ICAO Against Issuance Of New Flying Licenses In Pakistan

Pakistan International Airlines - Aviatorsbuzz
A file photo of a Pakistan International Airlines aircraft. Source: Wikipedia

The International Civil Aviation Organization (ICAO) has advised Pakistan against issuing any new pilot licenses in the wake of a scandal over falsified licenses that has rocked the civil aviation sector in the country.

Reuters said it had reviewed an ICAO document which called to undertake “immediate corrective actions.”

The recommendations from ICAO, a specialised agency of the United Nations that works to ensure safety in international air transport, come days after Pakistan opened a criminal probe into 50 pilots and five civil aviation officials who allegedly helped them falsify credentials to secure pilot licences.

“Pakistan should improve and strengthen its licensing system to ensure that it takes into account all necessary processes and procedures and prevents inconsistencies and malpractices before new licenses are issued and privileges of suspended licenses are re-established,” ICAO, said in a previously unreported letter sent to the Pakistan Civil Aviation Authority (PCAA) last week.

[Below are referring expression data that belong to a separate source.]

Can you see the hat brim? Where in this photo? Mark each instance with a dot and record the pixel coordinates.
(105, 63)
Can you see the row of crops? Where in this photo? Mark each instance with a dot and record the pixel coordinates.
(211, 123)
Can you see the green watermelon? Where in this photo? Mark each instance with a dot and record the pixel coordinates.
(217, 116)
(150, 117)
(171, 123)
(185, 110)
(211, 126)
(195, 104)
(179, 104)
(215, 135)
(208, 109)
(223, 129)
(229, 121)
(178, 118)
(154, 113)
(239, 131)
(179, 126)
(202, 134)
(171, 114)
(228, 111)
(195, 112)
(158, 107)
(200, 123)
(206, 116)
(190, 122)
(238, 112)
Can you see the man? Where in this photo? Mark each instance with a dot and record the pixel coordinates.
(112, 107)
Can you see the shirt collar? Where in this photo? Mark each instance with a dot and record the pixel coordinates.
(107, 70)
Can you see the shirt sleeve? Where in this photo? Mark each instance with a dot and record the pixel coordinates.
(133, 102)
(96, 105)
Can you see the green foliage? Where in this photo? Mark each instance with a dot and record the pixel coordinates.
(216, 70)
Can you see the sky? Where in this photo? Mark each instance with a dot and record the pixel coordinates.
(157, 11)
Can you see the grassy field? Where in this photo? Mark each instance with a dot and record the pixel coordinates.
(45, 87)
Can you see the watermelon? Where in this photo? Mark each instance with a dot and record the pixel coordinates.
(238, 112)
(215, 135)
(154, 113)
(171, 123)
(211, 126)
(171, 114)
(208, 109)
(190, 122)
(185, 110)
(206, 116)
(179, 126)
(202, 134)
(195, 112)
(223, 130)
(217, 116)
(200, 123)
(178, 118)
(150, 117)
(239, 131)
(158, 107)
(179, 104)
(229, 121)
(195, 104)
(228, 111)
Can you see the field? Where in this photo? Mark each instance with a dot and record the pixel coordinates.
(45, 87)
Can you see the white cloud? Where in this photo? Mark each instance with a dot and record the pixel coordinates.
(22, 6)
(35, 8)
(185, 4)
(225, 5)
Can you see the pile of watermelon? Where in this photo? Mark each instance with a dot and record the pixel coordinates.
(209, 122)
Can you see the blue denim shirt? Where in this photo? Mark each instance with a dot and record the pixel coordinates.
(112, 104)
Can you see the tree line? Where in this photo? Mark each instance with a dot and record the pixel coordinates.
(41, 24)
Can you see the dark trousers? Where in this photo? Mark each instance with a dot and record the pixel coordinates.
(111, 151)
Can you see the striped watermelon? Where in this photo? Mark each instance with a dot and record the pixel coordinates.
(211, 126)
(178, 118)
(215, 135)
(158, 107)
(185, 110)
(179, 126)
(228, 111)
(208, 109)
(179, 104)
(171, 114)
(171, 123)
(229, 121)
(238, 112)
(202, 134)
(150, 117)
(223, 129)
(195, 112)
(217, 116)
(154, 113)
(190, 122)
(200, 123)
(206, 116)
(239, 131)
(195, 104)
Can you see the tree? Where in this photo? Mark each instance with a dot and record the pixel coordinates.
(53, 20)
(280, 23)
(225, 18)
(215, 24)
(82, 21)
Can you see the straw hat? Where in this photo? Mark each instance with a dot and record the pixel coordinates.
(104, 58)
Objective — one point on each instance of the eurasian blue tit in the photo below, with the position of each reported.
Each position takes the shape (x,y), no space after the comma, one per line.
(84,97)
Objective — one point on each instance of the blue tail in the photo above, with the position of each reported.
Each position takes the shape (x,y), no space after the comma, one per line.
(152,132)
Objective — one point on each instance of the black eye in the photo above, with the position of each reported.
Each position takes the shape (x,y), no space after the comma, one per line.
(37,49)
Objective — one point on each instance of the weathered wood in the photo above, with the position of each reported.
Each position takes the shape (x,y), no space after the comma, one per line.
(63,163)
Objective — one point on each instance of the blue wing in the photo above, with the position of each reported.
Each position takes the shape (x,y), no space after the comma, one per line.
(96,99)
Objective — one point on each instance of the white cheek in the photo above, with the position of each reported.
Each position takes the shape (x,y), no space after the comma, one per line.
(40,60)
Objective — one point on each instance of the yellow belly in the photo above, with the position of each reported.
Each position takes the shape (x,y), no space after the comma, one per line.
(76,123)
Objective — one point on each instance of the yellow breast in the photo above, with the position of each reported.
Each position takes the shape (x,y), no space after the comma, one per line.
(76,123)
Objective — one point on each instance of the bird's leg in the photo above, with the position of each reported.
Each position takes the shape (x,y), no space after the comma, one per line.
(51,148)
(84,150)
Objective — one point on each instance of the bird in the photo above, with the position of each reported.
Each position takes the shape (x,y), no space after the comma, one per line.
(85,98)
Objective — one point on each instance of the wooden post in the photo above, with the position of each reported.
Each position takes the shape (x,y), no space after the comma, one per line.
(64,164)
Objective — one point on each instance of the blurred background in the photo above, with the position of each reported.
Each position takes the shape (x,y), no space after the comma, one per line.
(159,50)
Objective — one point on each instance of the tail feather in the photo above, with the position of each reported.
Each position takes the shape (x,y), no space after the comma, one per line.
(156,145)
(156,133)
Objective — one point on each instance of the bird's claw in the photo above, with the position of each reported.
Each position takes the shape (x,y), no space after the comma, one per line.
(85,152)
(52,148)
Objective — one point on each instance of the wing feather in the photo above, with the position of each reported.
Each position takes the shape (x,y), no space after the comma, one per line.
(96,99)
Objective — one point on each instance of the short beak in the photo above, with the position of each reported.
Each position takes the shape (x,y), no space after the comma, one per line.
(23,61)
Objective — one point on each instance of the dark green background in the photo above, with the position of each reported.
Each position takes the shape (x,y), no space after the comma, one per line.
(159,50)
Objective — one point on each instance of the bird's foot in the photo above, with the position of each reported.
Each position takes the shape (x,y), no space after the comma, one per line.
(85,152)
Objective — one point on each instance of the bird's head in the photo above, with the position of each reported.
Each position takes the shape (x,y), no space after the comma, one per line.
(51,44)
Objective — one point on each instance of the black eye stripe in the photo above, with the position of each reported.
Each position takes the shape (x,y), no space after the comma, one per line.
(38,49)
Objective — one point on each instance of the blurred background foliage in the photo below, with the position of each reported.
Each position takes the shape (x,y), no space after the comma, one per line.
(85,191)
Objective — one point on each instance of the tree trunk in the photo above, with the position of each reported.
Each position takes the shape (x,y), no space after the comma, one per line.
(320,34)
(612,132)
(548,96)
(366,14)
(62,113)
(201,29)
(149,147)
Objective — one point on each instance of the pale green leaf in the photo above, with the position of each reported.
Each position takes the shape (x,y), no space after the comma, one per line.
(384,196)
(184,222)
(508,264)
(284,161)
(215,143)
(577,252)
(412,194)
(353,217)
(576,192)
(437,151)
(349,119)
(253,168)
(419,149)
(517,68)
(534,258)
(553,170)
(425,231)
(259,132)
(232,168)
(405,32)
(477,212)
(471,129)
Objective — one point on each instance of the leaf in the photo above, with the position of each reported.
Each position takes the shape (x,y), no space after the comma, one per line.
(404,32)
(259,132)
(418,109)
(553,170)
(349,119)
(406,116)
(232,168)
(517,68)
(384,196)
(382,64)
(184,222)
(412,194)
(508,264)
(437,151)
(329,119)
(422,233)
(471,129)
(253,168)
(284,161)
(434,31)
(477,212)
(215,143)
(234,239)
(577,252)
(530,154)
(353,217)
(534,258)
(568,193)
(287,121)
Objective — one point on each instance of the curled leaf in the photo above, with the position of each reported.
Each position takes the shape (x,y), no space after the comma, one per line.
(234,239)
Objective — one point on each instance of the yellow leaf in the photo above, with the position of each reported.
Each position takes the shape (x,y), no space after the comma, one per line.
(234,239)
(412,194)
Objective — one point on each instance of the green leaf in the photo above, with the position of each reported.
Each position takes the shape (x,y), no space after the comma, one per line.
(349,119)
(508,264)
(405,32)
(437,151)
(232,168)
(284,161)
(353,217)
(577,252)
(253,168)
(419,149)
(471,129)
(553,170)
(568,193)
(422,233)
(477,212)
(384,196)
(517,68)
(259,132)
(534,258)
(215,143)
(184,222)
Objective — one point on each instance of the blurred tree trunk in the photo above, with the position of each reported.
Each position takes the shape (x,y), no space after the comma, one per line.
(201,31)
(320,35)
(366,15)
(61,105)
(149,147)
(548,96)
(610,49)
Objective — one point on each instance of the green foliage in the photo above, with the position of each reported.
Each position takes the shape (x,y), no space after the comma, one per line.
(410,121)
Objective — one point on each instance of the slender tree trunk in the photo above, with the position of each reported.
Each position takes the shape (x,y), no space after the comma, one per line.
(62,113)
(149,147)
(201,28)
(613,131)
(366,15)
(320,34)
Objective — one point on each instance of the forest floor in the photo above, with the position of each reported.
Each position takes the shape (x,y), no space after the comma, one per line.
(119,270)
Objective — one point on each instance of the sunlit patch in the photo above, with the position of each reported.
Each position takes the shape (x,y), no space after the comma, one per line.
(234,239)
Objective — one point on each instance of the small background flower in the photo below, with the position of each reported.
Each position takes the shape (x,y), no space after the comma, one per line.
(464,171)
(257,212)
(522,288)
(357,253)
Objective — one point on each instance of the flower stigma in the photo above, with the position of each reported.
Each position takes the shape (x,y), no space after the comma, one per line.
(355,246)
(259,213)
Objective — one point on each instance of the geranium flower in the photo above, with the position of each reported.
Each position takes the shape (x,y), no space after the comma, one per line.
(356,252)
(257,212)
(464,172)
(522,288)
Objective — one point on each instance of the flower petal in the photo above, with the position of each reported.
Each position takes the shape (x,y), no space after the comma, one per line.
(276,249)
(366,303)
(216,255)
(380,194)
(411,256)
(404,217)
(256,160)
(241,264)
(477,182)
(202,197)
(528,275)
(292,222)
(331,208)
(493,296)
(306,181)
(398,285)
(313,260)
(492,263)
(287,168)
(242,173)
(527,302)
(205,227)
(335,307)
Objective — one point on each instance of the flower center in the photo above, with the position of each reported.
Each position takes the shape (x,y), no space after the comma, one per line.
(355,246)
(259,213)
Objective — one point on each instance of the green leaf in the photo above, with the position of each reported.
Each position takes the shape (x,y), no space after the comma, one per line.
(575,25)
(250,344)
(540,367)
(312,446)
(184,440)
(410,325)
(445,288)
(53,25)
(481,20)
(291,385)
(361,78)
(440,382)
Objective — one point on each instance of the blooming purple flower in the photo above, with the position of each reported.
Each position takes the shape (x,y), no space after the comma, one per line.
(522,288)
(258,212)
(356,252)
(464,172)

A Pakistani aviation ministry official told Reuters that the country has not issued any new licenses since July, in the wake of the scandal.

The Montreal-based agency’s recommendations come ahead of an ICAO audit to assess the country’s aviation safety management systems.

The ICAO audit, originally scheduled for November this year, has been moved to June 2021, effectively giving the PCAA more time to work on reforms, the official said. A PCAA spokesman did not respond to a request for comment by Reuters.

An ICAO representative declined to comment on specific details, but said in an email to Reuters that ICAO is “helping Pakistan recognise concerns, and if they do not take swift action on them we will actively notify other countries about them.”

The CNN reported that addressing Pakistan’s National Assembly recently, Pakistan’s Civil Aviation Minister Ghulam Sarwar Khan had said 262 pilots in the country “did not take the exam themselves” and had paid someone else to sit it on their behalf.
“They don’t have flying experience,” he said. Pakistan has 860 active pilots serving its domestic airlines — including the country’s Pakistan International Airlines (PIA) flagship — as well as a number of foreign carriers, Khan said.

 

PIA has grounded all its pilots who hold fake licenses, effective immediately. “PIA acknowledges that fake licenses is not just a PIA issue but spread across the entire Pakistani airline industry,” spokesperson Abdullah Khan said, adding that some of the fake pilots also fly for foreign carriers.